Le deuxième mouvement se situe résolument du côté de la vie, dans un caractère emporté et véhément. C’est vraiment une lutte acharnée, pleine de déchirements (avec des réminiscences de la marche funèbre), mais aussi de victoires héroïques. Vers la fin, émerge brièvement un thème de choral triomphal en ré majeur, qui n’est qu’une préfiguration d’un destin attendant encore son accomplissement.
Le vaste scherzo central (sur des rythmes de ländler des campagnes ou de valses urbaines), qui constitue à lui seul la deuxième partie de la symphonie, déborde de vitalité. Mahler se fait ici plus souriant, malicieux, ironique, et nous fait partager son appétit de vivre, qui n’est pas sans conflits ni contradictions ! Il nous entraîne dans un labyrinthe de métamorphoses, tout en conservant la fluidité parfaite de la mesure à trois temps : «[Le morceau] ne contient pas une seule petite cellule qui ne soit broyée et transformée… Chaque note est d’une vitalité radicale, et l’ensemble tourne comme un tourbillon, comme une ronde ou comme la cheve-lure d’une comète.» Mais «de la confusion apparemment la plus complète doit finalement se dégager, comme dans une cathédrale gothique, un ordre et une harmonie supérieurs*».
Un répit s’imposait donc ensuite : c’est le merveilleux Adagietto, sans doute conçu comme un message d’amour à sa jeune épouse Alma. L’orchestre est réduit à l’ensemble des cordes que constelle une harpe rêveuse. La lenteur extrême du tempo, et surtout un état d’apesanteur, où la tonique initiale tarde à se faire entendre, et où chaque dissonance, retard, note de passage, est étiré à l’extrême, permettent de créer une impression d’extase langoureuse, qui conduit de la douceur intimiste aux accents les plus passionnés.

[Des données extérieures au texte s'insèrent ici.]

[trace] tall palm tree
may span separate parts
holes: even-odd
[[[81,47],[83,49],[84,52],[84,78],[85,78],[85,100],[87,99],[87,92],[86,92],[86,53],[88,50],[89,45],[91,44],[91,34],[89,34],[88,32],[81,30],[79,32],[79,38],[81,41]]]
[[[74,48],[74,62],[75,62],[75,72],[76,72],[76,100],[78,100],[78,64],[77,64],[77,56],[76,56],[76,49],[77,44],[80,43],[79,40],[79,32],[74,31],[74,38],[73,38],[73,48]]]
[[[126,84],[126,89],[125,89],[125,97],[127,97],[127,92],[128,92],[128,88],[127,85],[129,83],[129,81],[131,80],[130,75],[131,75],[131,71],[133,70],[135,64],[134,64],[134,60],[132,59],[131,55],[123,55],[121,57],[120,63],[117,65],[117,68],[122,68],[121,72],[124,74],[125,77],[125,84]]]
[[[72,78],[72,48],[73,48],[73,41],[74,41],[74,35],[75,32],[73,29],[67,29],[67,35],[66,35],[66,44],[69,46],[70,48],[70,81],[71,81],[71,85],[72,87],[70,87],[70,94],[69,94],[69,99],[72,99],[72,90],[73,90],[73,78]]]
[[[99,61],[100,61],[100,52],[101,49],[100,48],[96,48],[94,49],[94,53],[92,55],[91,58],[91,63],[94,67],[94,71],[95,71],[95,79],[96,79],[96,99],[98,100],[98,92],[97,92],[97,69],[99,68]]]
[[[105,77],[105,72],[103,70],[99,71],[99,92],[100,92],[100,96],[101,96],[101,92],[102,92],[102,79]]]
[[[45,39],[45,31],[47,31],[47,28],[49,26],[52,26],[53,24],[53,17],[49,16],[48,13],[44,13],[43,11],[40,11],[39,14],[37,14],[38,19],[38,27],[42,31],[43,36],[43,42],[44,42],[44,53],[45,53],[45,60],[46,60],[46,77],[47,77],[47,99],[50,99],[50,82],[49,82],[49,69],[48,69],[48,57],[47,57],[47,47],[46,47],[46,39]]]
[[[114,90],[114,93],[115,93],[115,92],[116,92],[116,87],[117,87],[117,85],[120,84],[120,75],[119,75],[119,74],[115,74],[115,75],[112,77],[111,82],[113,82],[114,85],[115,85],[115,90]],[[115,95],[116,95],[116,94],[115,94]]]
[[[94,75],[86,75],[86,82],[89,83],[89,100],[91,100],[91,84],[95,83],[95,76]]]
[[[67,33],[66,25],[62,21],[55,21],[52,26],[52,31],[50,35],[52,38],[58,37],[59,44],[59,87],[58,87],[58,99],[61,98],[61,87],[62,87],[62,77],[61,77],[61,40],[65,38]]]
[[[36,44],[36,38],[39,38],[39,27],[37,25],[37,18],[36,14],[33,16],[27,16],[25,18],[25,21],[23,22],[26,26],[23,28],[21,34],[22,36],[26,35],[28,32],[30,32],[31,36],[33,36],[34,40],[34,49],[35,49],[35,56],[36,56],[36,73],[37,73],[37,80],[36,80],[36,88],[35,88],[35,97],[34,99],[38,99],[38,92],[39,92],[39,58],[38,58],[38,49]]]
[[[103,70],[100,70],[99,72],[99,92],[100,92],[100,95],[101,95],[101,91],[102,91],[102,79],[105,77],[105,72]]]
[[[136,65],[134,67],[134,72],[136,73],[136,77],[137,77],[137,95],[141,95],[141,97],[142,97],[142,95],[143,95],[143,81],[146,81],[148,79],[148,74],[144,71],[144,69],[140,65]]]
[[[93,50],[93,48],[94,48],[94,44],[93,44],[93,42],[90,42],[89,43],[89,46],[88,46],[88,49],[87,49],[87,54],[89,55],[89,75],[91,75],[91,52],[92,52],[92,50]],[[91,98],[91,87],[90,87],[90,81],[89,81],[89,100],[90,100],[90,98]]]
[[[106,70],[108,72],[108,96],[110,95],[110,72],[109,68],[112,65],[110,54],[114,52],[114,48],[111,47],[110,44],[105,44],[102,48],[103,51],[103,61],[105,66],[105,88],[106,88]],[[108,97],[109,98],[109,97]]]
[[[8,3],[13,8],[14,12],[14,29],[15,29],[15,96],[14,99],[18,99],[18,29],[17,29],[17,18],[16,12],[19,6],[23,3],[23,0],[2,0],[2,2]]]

Le finale renoue avec la joie de vivre tumultueuse et l’ironie du scherzo. Mahler y fait preuve de son génie d’architecte sonore dans l’élaboration d’une grande forme aux multiples détails parfaitement ciselés, où reparaît même un thème de l’Adagietto, dans un caractère complètement transformé. Et à l’apogée de ce mouvement revient en pleine gloire le choral triomphant annoncé au deuxième mouvement, hymne de la puissance créatrice de l’artiste, et victoire conquise sur la hantise de la mort.
– Isabelle Rouard
* Lettre à Natalie Bauer-Lechner, 5 août 1901.